KBean2018
Guru
Hello, does anyone see 44604 (suture in large instestine) in the below procedure? I cannot locate supporting documentation.
A limited upper midline incision was made with #10 blade. Soft tissue was dissected down to the fascia with electrocautery. Fascia was then elevated and the abdomen was entered without difficulty. At this point, we performed exploratory laparotomy. The liver was palpated and appeared normal. The gallbladder was normal. The pancreas was soft in the body and tail but firm in the head. There was no evidence of metastatic disease. Therefore, we proceeded with extending our incision to just below the umbilicus. Once the incision was opened widely, a Thompson retractor was brought on the operative field to facilitate with visualization. The falciform ligament was taken down and divided and ligated with 2-0 silk suture.

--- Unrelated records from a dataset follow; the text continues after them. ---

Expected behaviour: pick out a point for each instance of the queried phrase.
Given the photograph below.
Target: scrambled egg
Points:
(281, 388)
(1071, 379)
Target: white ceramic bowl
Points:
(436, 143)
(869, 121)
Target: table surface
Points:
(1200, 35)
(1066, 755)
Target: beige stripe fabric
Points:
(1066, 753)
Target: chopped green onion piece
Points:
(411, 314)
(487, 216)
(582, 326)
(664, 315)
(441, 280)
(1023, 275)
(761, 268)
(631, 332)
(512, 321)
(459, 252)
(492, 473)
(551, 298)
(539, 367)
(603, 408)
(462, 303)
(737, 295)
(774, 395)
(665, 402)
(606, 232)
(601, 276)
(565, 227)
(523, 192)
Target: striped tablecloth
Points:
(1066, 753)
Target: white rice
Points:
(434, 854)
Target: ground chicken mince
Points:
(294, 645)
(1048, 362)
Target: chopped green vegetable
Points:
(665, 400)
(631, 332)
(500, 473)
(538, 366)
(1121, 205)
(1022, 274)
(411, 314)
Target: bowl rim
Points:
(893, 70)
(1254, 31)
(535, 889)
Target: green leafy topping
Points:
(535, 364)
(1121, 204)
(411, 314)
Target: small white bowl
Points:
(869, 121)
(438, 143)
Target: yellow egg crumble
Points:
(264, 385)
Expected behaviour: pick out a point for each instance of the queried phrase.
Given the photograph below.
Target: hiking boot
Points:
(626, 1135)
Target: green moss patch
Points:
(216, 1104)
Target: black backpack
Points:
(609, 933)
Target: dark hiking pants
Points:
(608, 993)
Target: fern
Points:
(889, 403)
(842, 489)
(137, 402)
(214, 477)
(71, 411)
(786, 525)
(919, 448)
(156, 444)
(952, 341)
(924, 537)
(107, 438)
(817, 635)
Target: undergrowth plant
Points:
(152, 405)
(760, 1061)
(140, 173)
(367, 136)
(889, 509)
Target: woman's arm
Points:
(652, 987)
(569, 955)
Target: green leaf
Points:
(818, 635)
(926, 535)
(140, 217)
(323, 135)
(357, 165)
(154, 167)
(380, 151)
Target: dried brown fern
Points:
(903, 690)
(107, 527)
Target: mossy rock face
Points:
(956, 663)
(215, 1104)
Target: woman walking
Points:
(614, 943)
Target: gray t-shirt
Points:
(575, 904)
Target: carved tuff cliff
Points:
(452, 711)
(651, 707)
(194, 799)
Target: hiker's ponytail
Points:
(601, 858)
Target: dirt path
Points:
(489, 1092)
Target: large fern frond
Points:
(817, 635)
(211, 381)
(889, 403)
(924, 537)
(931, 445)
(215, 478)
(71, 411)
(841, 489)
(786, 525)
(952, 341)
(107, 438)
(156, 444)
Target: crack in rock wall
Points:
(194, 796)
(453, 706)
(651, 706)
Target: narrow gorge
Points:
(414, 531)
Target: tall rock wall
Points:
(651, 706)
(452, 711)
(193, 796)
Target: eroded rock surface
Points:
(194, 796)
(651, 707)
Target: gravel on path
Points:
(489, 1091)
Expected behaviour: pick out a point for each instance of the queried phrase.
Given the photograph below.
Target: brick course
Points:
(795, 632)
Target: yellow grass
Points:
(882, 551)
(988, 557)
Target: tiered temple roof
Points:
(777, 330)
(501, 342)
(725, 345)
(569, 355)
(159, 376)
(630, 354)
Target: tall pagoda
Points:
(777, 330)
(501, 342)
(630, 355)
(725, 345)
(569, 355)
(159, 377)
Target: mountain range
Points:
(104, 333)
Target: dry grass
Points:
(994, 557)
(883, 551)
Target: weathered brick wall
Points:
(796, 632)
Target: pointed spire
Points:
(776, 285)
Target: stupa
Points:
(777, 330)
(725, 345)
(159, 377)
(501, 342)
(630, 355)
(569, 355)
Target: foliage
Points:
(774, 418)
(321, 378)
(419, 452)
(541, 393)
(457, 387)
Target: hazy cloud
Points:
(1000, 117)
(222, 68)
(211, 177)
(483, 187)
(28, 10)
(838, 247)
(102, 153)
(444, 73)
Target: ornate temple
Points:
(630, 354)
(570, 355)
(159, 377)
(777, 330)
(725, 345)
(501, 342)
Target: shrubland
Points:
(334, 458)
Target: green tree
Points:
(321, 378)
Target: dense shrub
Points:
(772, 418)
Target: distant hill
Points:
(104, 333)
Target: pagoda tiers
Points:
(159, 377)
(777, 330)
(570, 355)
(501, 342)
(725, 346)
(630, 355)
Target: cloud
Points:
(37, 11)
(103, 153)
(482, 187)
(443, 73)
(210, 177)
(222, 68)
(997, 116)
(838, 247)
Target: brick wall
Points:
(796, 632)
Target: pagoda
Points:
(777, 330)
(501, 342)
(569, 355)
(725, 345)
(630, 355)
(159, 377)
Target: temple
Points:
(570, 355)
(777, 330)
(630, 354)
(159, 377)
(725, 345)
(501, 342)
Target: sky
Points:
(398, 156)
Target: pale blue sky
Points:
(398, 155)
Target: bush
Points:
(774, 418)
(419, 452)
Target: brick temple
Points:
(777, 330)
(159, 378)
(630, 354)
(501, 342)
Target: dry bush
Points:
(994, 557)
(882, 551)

Extensive adhesions from the prior extended right colectomy were found. Numerous clips were noted through the planes between the colon, RUQ, and stomach. Loops of small bowel were adherent to the RUQ. Using careful dissection these adhesions were taken down. The ileo-colostomy was identified. A loop of small bowel was densely adherent to blind end of the transverse colon. Using 15 blade this was sharply taken down and a small less than 1 cm enterotomy was identified in the colon. This was closed with interrupted 3-0 silk. This adhesiolysis and enterotomy were required to help expose the pancreas and proceed with the operation. At this point, we proceeded with a Kocher maneuver. The head of the pancreas was completely mobilized. We palpated the head of the pancreas, which was firm. Intraoperative ultrasound was performed confirm location of the tumor in the head of pancreas. The metal biliary stent was also visible.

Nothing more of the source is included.